Kyle McMahon
Registered User
- May 10, 2006
- 13,463
- 4,650
I think this an important point. The HOF standards have simply never been very lofty. Even serious and level-headed fans of the game who are simply not overtly history-minded would be surprised by some of the guys who are in there. In my experience, a "Hall of Famer" in the minds of many fans is a guy who was one of the absolute best in the game for a number of years, and if he wasn't, he better have been pretty damn good while winning Cup(s) and hit some big career statistical milestones. This kind of fan (which is fairly typical, I think), just doesn't really know about all the Hall of Famers from previous eras that fell well short of the benchmark they've set in their own mind.It's honestly a bit jaw-dropping to me.
Especially the Sedins. Like, these guys are absolute slam-dunk HHOFers. There shouldn't have been an argument in the world. They're 1000+ point one-team guys with MVPs/scoring titles/Pearsons who are the most important players in the history of a franchise and as people were amongst the biggest class acts in NHL history. These aren't fringe candidates. These are solidly mid-level HHOFers. There is nobody in the history of the sport with similar careers (one-team players with big career numbers and an MVP-level peak) who didn't cakewalk into the HHOF.

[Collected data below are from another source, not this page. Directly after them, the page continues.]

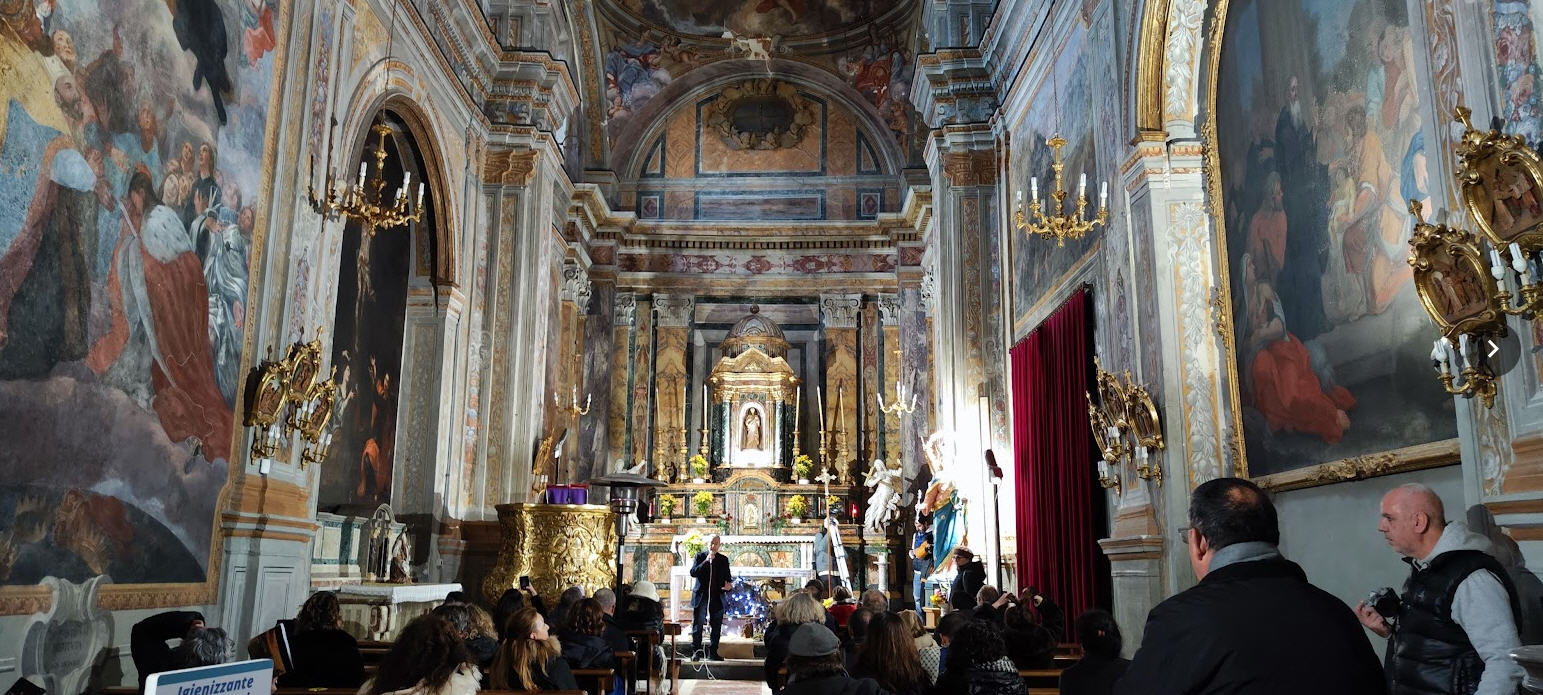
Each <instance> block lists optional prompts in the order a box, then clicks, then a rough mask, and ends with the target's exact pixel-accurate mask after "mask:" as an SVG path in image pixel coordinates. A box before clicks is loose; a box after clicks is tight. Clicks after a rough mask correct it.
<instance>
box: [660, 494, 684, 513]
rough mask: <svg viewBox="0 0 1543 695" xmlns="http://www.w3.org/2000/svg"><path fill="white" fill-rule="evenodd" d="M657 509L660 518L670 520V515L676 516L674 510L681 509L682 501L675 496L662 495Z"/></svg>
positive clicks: (660, 498) (665, 494)
mask: <svg viewBox="0 0 1543 695" xmlns="http://www.w3.org/2000/svg"><path fill="white" fill-rule="evenodd" d="M657 508H659V517H662V519H668V517H670V514H674V510H677V508H680V499H679V497H676V496H673V494H660V496H659V505H657Z"/></svg>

I don't know if the East Coast was asleep and missed their entire careers? Or it's lingering anti-Canuck bias from 2011? Or if this strange need to bully and ridicule them that they seem to bring out in people didn't die with their retirement? Or if people just don't understand where the HHOF standards sit. But it's ridiculous.
You can probably find 10-15 year old posts of mine criticizing inductions like Mats Sundin, laughing off the idea that Mark Recchi was a future HOFer, or wondering what Larry Murphy ever did to warrant consideration. Because in my mind, the Hall of Fame was for guys like Sakic, Lidstrom, and Brodeur, and most of the inductees from before my time must also have been that good, or close to it. Eventually I came to realize that, no, guys like Bill Barber, Eddie Giacomin, and Leo Boivin were definitely not that good, and that probably half the guys ever inducted into the HOF would not have struck me as such had I actually witnessed them during their careers.
I'm sure in another 30 years when Sedin-level players are being inducted, people will criticize those guys as not measuring up to the HOF "standard" set by Kane, Malkin, and Hedman. They'll be largely unaware of players like Andreychuk, Zubov, and Carbonneau, or just assume that they were greater than they really were.